Be Careful of the Lessons You Learn In Texas
Texas is building more solar than any state. It also has the state's dirtiest electric grid.
If you’ve spent any time online in the last few years, you’ve no doubt seen what I’ve come to think of as “the Texas clean energy story.”
You might have seen it in social media posts like these:
Or you might have seen it in a mainstream news article with headlines like these:
Can Blue States Build? Texas is a national leader in clean-energy generation. Democrats should take note. (The Atlantic)
How red Texas became a model for green energy. The state’s solar surge proves that the energy transition defies politics. (Financial Times)
Solar is bigger in Texas (Axios)
Or maybe you read it in my newsletter or one of my own social media posts earlier this year.
It’s been hard to miss the the story of Texas as the clean energy and climate hero. In the last few years, it’s been shared in viral social media posts, cable news segments, podcasts, and print media.
But there’s another side of this story that is often left out of these articles, including in the one that I wrote: While Texas leads the country in building clean energy, it also leads in electricity emissions and pollution. No other state’s electric grid puts as much carbon into the atmosphere each year.

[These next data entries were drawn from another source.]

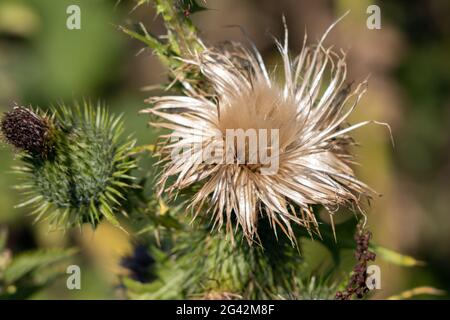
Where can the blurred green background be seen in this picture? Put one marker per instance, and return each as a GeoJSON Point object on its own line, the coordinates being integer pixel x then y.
{"type": "Point", "coordinates": [42, 63]}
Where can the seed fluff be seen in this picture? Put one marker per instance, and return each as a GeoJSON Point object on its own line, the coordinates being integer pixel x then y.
{"type": "Point", "coordinates": [310, 109]}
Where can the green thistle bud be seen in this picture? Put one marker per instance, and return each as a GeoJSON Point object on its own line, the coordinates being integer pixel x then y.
{"type": "Point", "coordinates": [86, 175]}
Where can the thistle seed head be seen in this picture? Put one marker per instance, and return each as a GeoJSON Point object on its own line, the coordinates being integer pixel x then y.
{"type": "Point", "coordinates": [27, 131]}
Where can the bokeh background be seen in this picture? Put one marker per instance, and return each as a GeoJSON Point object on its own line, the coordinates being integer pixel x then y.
{"type": "Point", "coordinates": [408, 60]}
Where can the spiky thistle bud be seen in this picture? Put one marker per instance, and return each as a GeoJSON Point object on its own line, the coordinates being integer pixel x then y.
{"type": "Point", "coordinates": [28, 131]}
{"type": "Point", "coordinates": [88, 172]}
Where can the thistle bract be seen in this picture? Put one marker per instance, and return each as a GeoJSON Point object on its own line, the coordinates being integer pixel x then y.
{"type": "Point", "coordinates": [87, 172]}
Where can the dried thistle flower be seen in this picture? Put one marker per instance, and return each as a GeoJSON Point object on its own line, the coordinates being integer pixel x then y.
{"type": "Point", "coordinates": [308, 111]}
{"type": "Point", "coordinates": [28, 131]}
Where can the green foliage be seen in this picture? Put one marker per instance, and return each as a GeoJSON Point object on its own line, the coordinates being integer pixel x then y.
{"type": "Point", "coordinates": [87, 175]}
{"type": "Point", "coordinates": [180, 42]}
{"type": "Point", "coordinates": [26, 273]}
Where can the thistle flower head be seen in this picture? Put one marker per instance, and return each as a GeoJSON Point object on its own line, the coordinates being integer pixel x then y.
{"type": "Point", "coordinates": [307, 111]}
{"type": "Point", "coordinates": [27, 130]}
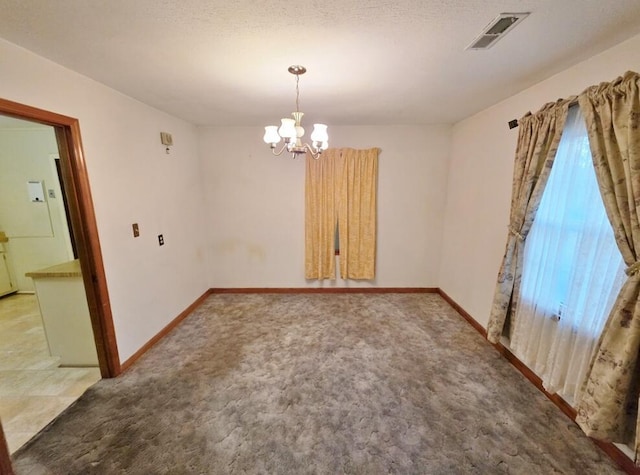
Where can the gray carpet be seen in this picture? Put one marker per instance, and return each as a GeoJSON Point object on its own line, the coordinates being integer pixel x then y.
{"type": "Point", "coordinates": [322, 384]}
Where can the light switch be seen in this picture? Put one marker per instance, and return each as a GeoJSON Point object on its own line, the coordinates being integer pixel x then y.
{"type": "Point", "coordinates": [36, 192]}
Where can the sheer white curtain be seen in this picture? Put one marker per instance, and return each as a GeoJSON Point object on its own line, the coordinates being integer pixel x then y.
{"type": "Point", "coordinates": [572, 270]}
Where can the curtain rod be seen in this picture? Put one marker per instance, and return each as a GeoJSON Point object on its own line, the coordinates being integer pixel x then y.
{"type": "Point", "coordinates": [572, 102]}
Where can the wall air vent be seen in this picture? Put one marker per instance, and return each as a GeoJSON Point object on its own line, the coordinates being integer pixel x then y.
{"type": "Point", "coordinates": [495, 30]}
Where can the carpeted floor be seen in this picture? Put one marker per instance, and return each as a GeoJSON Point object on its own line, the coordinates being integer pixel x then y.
{"type": "Point", "coordinates": [323, 384]}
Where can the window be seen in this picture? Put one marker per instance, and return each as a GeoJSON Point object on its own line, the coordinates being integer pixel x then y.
{"type": "Point", "coordinates": [572, 269]}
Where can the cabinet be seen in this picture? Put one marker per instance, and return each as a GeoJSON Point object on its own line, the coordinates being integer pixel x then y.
{"type": "Point", "coordinates": [65, 314]}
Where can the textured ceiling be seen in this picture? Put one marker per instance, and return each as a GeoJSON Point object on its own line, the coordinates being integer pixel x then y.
{"type": "Point", "coordinates": [215, 62]}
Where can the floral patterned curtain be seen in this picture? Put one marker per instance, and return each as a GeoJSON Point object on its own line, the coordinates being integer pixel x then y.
{"type": "Point", "coordinates": [608, 408]}
{"type": "Point", "coordinates": [538, 139]}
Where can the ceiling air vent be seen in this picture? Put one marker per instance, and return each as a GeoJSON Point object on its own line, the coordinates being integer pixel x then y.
{"type": "Point", "coordinates": [496, 30]}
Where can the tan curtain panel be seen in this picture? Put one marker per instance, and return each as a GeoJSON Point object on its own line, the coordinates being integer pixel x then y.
{"type": "Point", "coordinates": [538, 139]}
{"type": "Point", "coordinates": [608, 408]}
{"type": "Point", "coordinates": [357, 213]}
{"type": "Point", "coordinates": [321, 215]}
{"type": "Point", "coordinates": [341, 188]}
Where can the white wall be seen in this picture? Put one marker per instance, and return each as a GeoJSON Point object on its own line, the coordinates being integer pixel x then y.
{"type": "Point", "coordinates": [132, 180]}
{"type": "Point", "coordinates": [38, 232]}
{"type": "Point", "coordinates": [255, 206]}
{"type": "Point", "coordinates": [481, 167]}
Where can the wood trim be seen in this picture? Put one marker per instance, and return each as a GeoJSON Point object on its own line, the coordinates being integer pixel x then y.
{"type": "Point", "coordinates": [75, 181]}
{"type": "Point", "coordinates": [326, 290]}
{"type": "Point", "coordinates": [164, 332]}
{"type": "Point", "coordinates": [85, 230]}
{"type": "Point", "coordinates": [5, 458]}
{"type": "Point", "coordinates": [619, 457]}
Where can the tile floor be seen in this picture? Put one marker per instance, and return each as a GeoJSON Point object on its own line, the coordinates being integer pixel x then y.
{"type": "Point", "coordinates": [33, 389]}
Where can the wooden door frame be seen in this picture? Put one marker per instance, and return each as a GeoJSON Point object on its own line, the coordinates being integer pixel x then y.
{"type": "Point", "coordinates": [85, 230]}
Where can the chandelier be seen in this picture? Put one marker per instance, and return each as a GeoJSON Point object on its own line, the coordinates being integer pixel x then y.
{"type": "Point", "coordinates": [292, 131]}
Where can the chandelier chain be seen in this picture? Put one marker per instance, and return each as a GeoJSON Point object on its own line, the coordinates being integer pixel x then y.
{"type": "Point", "coordinates": [297, 93]}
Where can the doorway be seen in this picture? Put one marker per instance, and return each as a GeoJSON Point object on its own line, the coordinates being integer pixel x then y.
{"type": "Point", "coordinates": [85, 233]}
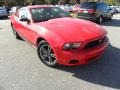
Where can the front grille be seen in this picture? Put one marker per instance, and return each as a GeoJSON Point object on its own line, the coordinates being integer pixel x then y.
{"type": "Point", "coordinates": [94, 43]}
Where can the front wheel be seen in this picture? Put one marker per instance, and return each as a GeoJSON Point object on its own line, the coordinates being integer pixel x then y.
{"type": "Point", "coordinates": [46, 54]}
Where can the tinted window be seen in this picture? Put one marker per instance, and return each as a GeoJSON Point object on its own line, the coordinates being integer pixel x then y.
{"type": "Point", "coordinates": [23, 13]}
{"type": "Point", "coordinates": [88, 5]}
{"type": "Point", "coordinates": [100, 6]}
{"type": "Point", "coordinates": [44, 14]}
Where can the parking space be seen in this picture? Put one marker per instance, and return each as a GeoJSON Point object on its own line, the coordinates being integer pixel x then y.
{"type": "Point", "coordinates": [21, 69]}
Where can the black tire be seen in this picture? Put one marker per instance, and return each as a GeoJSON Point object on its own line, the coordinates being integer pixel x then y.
{"type": "Point", "coordinates": [46, 54]}
{"type": "Point", "coordinates": [15, 33]}
{"type": "Point", "coordinates": [100, 19]}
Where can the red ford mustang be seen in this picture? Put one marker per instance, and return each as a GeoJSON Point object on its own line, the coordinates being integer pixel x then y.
{"type": "Point", "coordinates": [59, 38]}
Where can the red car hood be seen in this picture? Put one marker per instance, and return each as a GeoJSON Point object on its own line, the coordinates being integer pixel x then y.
{"type": "Point", "coordinates": [72, 29]}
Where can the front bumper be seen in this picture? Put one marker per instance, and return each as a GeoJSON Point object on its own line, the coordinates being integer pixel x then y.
{"type": "Point", "coordinates": [78, 57]}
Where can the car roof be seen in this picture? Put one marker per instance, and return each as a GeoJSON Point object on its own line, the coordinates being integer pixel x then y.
{"type": "Point", "coordinates": [38, 6]}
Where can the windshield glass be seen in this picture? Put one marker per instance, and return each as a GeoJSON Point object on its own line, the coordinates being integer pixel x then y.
{"type": "Point", "coordinates": [88, 5]}
{"type": "Point", "coordinates": [46, 13]}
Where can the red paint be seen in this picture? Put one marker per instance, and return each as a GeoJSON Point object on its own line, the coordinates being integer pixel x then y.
{"type": "Point", "coordinates": [59, 31]}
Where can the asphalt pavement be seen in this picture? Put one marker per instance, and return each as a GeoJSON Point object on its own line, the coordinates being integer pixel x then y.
{"type": "Point", "coordinates": [21, 69]}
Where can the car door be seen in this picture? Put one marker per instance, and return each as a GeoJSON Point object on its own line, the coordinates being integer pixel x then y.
{"type": "Point", "coordinates": [25, 28]}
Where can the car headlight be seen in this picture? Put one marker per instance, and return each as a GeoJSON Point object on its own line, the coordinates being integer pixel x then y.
{"type": "Point", "coordinates": [71, 46]}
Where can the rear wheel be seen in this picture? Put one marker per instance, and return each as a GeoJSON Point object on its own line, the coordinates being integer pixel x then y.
{"type": "Point", "coordinates": [46, 54]}
{"type": "Point", "coordinates": [15, 33]}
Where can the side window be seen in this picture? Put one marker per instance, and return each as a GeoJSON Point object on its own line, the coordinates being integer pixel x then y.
{"type": "Point", "coordinates": [23, 13]}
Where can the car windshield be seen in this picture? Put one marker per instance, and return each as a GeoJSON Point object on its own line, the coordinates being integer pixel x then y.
{"type": "Point", "coordinates": [88, 5]}
{"type": "Point", "coordinates": [46, 13]}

Plenty of states have dirty grids, of course. Wyoming, West Virginia, and Alabama all run primarily on coal. But none of these states are put forward as a hero and model in the way that Texas has been in the last two years. The subtext of most stories about Texas’ clean energy success is that America and other states should rewrite their energy policies and regulations to look more like those in the Lone Star state.

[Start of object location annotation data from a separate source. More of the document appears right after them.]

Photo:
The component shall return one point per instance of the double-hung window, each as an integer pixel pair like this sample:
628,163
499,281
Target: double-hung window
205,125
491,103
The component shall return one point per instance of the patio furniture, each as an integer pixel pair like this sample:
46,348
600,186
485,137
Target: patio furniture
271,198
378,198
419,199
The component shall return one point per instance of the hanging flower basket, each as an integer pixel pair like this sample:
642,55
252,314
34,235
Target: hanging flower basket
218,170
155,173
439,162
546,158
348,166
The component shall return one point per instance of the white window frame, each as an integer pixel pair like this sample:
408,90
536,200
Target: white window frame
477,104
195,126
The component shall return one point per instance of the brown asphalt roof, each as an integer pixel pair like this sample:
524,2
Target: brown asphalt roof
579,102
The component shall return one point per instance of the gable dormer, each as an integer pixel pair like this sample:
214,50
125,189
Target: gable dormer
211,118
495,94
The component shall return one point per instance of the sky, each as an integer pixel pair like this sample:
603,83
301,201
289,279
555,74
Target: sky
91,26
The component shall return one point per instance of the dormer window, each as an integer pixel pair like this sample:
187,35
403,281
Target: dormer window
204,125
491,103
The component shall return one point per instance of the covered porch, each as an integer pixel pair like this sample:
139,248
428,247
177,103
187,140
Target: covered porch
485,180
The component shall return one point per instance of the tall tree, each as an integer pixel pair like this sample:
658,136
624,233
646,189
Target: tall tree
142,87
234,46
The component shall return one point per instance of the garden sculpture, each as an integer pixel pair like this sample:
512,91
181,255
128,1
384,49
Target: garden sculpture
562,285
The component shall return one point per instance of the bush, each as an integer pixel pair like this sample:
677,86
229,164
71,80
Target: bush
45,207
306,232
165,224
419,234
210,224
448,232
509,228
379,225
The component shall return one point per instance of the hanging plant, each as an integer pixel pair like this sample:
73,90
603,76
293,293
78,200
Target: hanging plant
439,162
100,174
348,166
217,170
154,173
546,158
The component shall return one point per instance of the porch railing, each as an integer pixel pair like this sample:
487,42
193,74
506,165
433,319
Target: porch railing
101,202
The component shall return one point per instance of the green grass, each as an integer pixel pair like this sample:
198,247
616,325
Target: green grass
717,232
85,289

But before doing that, we’d all be wise to look at the entire energy picture in Texas.
Texas really is building a lot of solar
There’s no doubt that Texas leads the country in new solar deployment. Over the last 12 months, the state has built more than 7 gigawatts of new capacity—more than any other state by far, as you can see in the Cleanview chart below.
Texas’ recent solar boom has helped the state surpass California in having the most installed utility-scale solar. California still leads the country in total solar electricity production thanks to its millions of rooftop solar systems. But at the rate Texas is building new solar, it’s unlikely to keep that lead for long.
The growth of solar has helped Texas cut emissions from its grid by 7% over the last five years—a period that saw total electricity consumption rise by 20%.
There are no signs that this growth will slow down in the coming years either. Using data from Cleanview—the tool I built to track clean energy trends and projects—I looked at how much clean energy is expected to come online in the next 18 months. Texas has more planned capacity than the next 9 states combined.